Essentially, I have some covariate data X
, and a dependent variable Y
consisting of proportions of a sample that shown a certain response (i.e. between 0 and 1). I suspect I want to proceed via a GLM approach, but the thing is, I don't know the sizes of each of those samples!
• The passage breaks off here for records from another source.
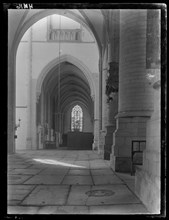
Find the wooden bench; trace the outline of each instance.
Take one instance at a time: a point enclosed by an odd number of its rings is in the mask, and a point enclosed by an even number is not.
[[[134,173],[135,165],[143,164],[143,150],[146,147],[145,140],[133,140],[131,146],[131,176]]]

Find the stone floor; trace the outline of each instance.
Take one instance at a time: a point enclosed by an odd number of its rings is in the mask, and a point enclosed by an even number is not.
[[[93,151],[18,151],[8,156],[8,214],[148,214],[134,176]]]

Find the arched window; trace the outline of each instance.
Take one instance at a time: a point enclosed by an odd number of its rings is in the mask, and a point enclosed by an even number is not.
[[[83,111],[79,105],[72,108],[71,113],[71,130],[82,131]]]

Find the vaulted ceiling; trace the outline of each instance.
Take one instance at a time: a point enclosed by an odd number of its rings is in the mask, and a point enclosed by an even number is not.
[[[104,33],[104,13],[100,9],[33,9],[8,10],[9,49],[18,46],[25,31],[35,22],[51,14],[62,14],[86,26],[101,48]],[[105,33],[104,33],[105,34]]]
[[[73,102],[81,102],[91,114],[93,112],[88,81],[84,73],[69,62],[62,62],[51,69],[42,88],[46,99],[50,98],[51,103],[55,103],[55,111],[60,108],[64,112]]]

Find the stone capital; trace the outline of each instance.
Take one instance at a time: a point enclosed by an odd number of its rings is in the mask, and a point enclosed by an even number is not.
[[[158,89],[161,84],[160,69],[147,69],[146,73],[149,84],[154,89]]]

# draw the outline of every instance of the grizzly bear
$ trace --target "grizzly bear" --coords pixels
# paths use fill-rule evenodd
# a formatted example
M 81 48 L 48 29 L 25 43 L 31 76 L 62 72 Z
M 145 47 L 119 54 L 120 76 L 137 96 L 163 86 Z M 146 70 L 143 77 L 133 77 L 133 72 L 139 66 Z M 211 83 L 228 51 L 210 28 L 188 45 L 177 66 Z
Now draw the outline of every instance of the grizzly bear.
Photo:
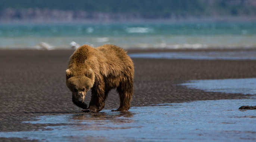
M 133 62 L 126 52 L 114 45 L 94 48 L 84 45 L 69 58 L 66 83 L 72 92 L 72 101 L 83 112 L 99 112 L 104 107 L 108 93 L 116 88 L 120 106 L 112 111 L 128 111 L 133 93 Z M 84 102 L 91 89 L 87 108 Z

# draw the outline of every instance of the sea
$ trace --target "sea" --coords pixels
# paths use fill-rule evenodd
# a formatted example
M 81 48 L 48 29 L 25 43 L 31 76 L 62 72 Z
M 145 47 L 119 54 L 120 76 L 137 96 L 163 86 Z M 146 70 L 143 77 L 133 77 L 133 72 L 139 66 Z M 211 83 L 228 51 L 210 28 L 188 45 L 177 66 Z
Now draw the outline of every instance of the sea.
M 69 49 L 71 44 L 112 44 L 125 49 L 253 48 L 256 22 L 0 23 L 0 49 L 40 49 L 44 45 Z

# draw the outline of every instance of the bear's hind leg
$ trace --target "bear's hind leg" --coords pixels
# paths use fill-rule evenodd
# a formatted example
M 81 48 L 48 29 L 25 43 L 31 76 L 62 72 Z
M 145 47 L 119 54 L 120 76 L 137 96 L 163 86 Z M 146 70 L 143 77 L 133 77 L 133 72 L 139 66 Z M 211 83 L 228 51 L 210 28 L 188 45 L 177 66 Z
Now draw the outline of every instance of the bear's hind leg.
M 128 111 L 130 109 L 130 102 L 133 93 L 132 83 L 123 84 L 118 86 L 116 90 L 119 94 L 120 104 L 118 109 L 112 110 L 112 112 Z

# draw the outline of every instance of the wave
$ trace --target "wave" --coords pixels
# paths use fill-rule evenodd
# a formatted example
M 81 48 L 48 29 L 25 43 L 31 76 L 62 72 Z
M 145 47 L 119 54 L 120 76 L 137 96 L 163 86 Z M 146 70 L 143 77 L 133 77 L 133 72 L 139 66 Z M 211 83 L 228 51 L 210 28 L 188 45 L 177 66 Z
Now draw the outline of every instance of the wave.
M 128 33 L 148 33 L 153 32 L 154 29 L 146 27 L 132 27 L 126 28 Z

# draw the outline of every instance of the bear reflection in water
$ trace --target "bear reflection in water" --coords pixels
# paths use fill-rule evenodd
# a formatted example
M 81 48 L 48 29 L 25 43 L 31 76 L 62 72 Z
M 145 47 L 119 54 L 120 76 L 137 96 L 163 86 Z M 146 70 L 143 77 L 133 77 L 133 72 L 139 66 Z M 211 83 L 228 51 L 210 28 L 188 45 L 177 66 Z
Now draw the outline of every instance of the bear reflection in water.
M 129 123 L 134 122 L 134 120 L 132 119 L 134 113 L 128 111 L 120 112 L 118 113 L 107 113 L 100 112 L 98 113 L 89 113 L 87 114 L 81 114 L 72 115 L 69 117 L 69 121 L 72 122 L 72 124 L 79 124 L 80 125 L 86 124 L 86 126 L 90 127 L 90 129 L 93 128 L 93 129 L 102 130 L 102 129 L 118 129 L 124 128 L 124 123 Z M 97 120 L 97 121 L 96 121 Z M 115 123 L 118 125 L 113 127 L 113 124 Z M 121 128 L 118 126 L 120 125 Z M 77 126 L 79 129 L 81 128 L 79 125 Z M 132 126 L 130 128 L 135 128 L 137 126 Z M 87 127 L 83 127 L 86 130 L 88 130 Z

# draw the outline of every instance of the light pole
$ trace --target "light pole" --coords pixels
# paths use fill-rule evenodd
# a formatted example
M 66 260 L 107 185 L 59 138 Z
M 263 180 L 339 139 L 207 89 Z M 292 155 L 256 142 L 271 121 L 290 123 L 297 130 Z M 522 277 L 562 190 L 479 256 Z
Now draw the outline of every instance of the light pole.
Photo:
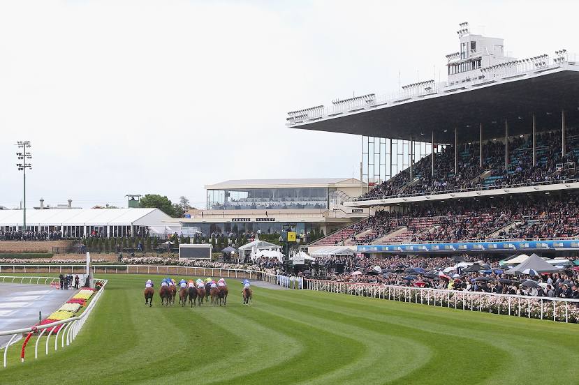
M 22 236 L 24 237 L 26 234 L 26 169 L 32 169 L 32 164 L 28 160 L 32 159 L 32 154 L 28 149 L 30 148 L 30 141 L 26 140 L 24 142 L 17 142 L 16 145 L 19 149 L 22 149 L 22 152 L 17 152 L 16 156 L 18 157 L 18 160 L 22 163 L 16 163 L 18 167 L 18 171 L 24 172 L 24 197 L 22 203 L 24 204 L 24 210 L 22 213 Z

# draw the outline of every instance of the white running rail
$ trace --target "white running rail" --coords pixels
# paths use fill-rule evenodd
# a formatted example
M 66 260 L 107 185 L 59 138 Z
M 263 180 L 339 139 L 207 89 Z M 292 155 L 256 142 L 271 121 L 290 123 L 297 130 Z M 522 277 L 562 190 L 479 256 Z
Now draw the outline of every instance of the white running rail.
M 23 277 L 14 275 L 0 276 L 0 282 L 10 283 L 17 282 L 50 284 L 54 281 L 58 282 L 58 278 L 53 277 Z M 3 348 L 3 367 L 6 368 L 8 365 L 8 348 L 10 347 L 11 345 L 13 345 L 13 341 L 14 341 L 14 340 L 19 334 L 28 333 L 29 335 L 31 335 L 35 333 L 39 333 L 38 338 L 36 340 L 36 342 L 34 345 L 34 358 L 37 358 L 38 356 L 38 342 L 41 340 L 40 338 L 45 334 L 45 332 L 46 332 L 47 329 L 49 328 L 52 328 L 53 326 L 57 326 L 58 325 L 64 325 L 59 328 L 58 331 L 54 335 L 54 350 L 58 350 L 59 345 L 61 345 L 61 347 L 64 348 L 65 344 L 66 346 L 68 346 L 71 343 L 72 343 L 72 342 L 76 338 L 76 336 L 77 335 L 78 335 L 78 333 L 80 331 L 80 329 L 82 329 L 82 326 L 85 324 L 85 322 L 86 322 L 87 319 L 89 317 L 89 315 L 90 315 L 91 312 L 92 312 L 92 310 L 96 305 L 98 299 L 101 298 L 101 296 L 103 295 L 105 287 L 106 287 L 107 282 L 108 282 L 107 280 L 101 279 L 95 279 L 94 281 L 95 282 L 100 282 L 102 284 L 102 287 L 101 287 L 100 290 L 96 292 L 96 294 L 94 294 L 94 298 L 93 298 L 92 300 L 89 303 L 89 305 L 87 306 L 87 308 L 85 309 L 85 311 L 80 315 L 78 317 L 73 317 L 72 318 L 64 319 L 62 321 L 57 321 L 55 322 L 52 322 L 50 324 L 46 324 L 45 325 L 38 325 L 37 326 L 30 326 L 28 328 L 7 330 L 4 331 L 0 331 L 0 336 L 12 336 L 10 340 L 8 341 L 8 345 Z M 46 354 L 48 354 L 49 342 L 50 340 L 50 336 L 52 335 L 53 331 L 54 329 L 50 330 L 50 331 L 48 333 L 46 337 Z M 60 340 L 59 340 L 59 337 L 60 337 Z M 25 342 L 27 342 L 27 340 L 28 338 L 27 338 Z M 60 344 L 59 344 L 59 341 L 60 341 Z M 21 356 L 21 358 L 22 361 L 24 362 L 24 355 Z

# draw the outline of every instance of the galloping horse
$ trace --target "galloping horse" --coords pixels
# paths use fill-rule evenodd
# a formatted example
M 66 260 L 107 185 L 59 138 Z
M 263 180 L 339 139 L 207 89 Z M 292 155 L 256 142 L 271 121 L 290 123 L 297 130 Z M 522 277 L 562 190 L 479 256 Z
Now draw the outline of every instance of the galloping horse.
M 211 304 L 214 306 L 217 305 L 217 299 L 219 295 L 219 289 L 218 287 L 212 287 L 210 291 L 211 295 Z
M 217 298 L 219 300 L 219 306 L 223 303 L 223 306 L 227 305 L 227 294 L 229 290 L 227 289 L 227 286 L 219 286 L 217 287 Z
M 169 286 L 169 293 L 171 294 L 169 305 L 173 305 L 175 303 L 175 297 L 177 296 L 177 287 L 175 287 L 175 285 Z
M 171 302 L 171 292 L 169 290 L 169 287 L 161 286 L 159 291 L 159 295 L 161 296 L 161 304 L 168 306 Z
M 153 294 L 155 294 L 155 290 L 152 287 L 145 287 L 145 304 L 149 305 L 149 307 L 153 305 Z
M 205 298 L 205 287 L 198 287 L 197 288 L 197 303 L 200 306 L 203 303 L 203 299 Z
M 187 288 L 181 287 L 179 289 L 179 303 L 184 306 L 187 303 Z
M 191 303 L 191 307 L 193 308 L 193 305 L 195 305 L 195 301 L 197 299 L 197 288 L 194 286 L 191 286 L 189 289 L 189 303 Z
M 254 296 L 254 292 L 249 287 L 245 287 L 242 292 L 243 294 L 243 304 L 248 305 L 251 303 L 251 297 Z
M 209 302 L 209 296 L 211 295 L 211 283 L 205 284 L 205 302 Z

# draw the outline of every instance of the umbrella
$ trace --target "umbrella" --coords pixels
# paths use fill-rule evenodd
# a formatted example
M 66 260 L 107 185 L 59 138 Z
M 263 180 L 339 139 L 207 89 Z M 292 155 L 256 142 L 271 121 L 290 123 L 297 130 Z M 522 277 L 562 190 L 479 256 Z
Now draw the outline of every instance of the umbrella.
M 527 274 L 528 275 L 538 275 L 538 273 L 536 272 L 536 270 L 533 270 L 532 269 L 525 269 L 522 271 L 521 271 L 523 274 Z
M 529 280 L 522 282 L 522 286 L 525 287 L 536 287 L 538 286 L 538 284 L 534 280 Z

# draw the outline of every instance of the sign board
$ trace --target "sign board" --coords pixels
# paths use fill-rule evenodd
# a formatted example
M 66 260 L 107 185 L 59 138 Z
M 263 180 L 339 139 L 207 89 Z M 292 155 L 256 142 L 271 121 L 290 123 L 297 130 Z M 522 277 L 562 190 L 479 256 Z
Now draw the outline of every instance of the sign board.
M 301 255 L 294 255 L 291 259 L 291 262 L 293 264 L 305 264 L 305 259 Z
M 179 260 L 211 259 L 211 243 L 179 245 Z

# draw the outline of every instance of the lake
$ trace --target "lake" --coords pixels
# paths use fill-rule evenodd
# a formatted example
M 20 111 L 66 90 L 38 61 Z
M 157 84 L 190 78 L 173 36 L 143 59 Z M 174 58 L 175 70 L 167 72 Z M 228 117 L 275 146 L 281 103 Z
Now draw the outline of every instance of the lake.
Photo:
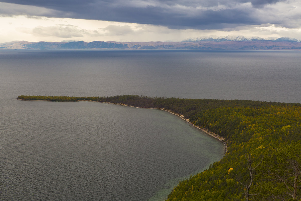
M 223 144 L 163 111 L 21 95 L 300 102 L 301 52 L 0 50 L 0 198 L 164 200 Z

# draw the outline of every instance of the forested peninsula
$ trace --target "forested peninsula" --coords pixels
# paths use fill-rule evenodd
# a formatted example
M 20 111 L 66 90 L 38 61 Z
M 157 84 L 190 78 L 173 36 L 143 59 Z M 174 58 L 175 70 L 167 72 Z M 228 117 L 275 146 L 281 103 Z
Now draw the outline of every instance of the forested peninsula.
M 301 200 L 301 104 L 133 95 L 17 99 L 162 109 L 224 139 L 224 157 L 180 182 L 167 201 Z

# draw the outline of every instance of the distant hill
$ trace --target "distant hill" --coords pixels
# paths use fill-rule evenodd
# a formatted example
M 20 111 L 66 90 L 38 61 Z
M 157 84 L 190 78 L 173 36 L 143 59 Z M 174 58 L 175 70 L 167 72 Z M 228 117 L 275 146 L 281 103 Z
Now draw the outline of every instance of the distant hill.
M 182 42 L 120 42 L 95 41 L 61 42 L 15 41 L 0 44 L 0 49 L 161 49 L 301 50 L 301 42 L 290 37 L 263 39 L 230 35 L 188 39 Z
M 245 37 L 241 35 L 229 35 L 226 36 L 218 37 L 215 35 L 206 36 L 200 37 L 189 38 L 185 39 L 182 42 L 197 42 L 199 41 L 245 41 L 255 40 L 272 40 L 276 41 L 287 42 L 301 42 L 301 41 L 290 37 L 282 37 L 278 38 L 276 37 L 269 37 L 263 38 L 257 36 Z

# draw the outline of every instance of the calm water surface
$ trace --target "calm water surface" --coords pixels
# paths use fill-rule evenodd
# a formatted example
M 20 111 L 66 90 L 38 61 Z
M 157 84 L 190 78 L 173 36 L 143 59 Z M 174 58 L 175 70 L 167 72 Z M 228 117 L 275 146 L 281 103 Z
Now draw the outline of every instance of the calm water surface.
M 161 200 L 223 144 L 156 110 L 20 95 L 300 102 L 301 52 L 0 51 L 0 199 Z

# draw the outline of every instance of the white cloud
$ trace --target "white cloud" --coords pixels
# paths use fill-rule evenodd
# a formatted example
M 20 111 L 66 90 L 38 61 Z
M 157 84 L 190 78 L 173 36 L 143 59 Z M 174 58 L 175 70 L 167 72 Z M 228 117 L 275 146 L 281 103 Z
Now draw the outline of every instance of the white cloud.
M 264 38 L 289 36 L 301 39 L 301 29 L 285 28 L 268 24 L 241 26 L 227 31 L 171 29 L 151 25 L 67 18 L 28 18 L 26 16 L 0 17 L 0 43 L 14 40 L 59 42 L 65 39 L 87 42 L 179 41 L 191 37 L 230 34 Z

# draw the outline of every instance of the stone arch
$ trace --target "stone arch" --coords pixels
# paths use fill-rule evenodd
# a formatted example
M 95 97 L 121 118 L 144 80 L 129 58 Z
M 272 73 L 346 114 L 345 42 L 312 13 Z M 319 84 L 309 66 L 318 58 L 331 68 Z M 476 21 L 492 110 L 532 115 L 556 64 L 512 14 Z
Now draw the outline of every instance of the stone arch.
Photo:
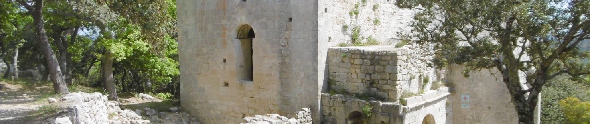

My thoughts are to proceed by a quasibinomial methodology, estimating the dispersion parameter. Assuming the sizes of each sample are not too different, I can thus keep the logit link between the linear predictor and the proportion, but disregard the contribution of n
in the usual binomial variance of np(1-p)
. Then I can do hypothesis testing the usual way?
Does this make any sense?
Some R code:
#simulate some data
X = rnorm(500)
Z = rnorm(500)
p = exp(X*0.1 + 2)/(1+exp(X*0.1 + 2))
n = 50
Y = NULL
for (i in 1:length(X)){
Y = c(Y,sum(runif(n) < p[i])/n)
}
Y2 = cbind(Y*n, n-Y*n)
#glm, binomial model is 'true' ?
summary(glm(Y~X+Z, family = "quasibinomial"))
summary(glm(Y2~X+Z, family = "binomial"))
anova(glm(Y~X+Z, family = "quasibinomial"), test = "Chisq")
anova(glm(Y2~X+Z, family = "binomial"), test= "Chisq")
Seems to work, but am I missing something? Surely someone's done something like this before?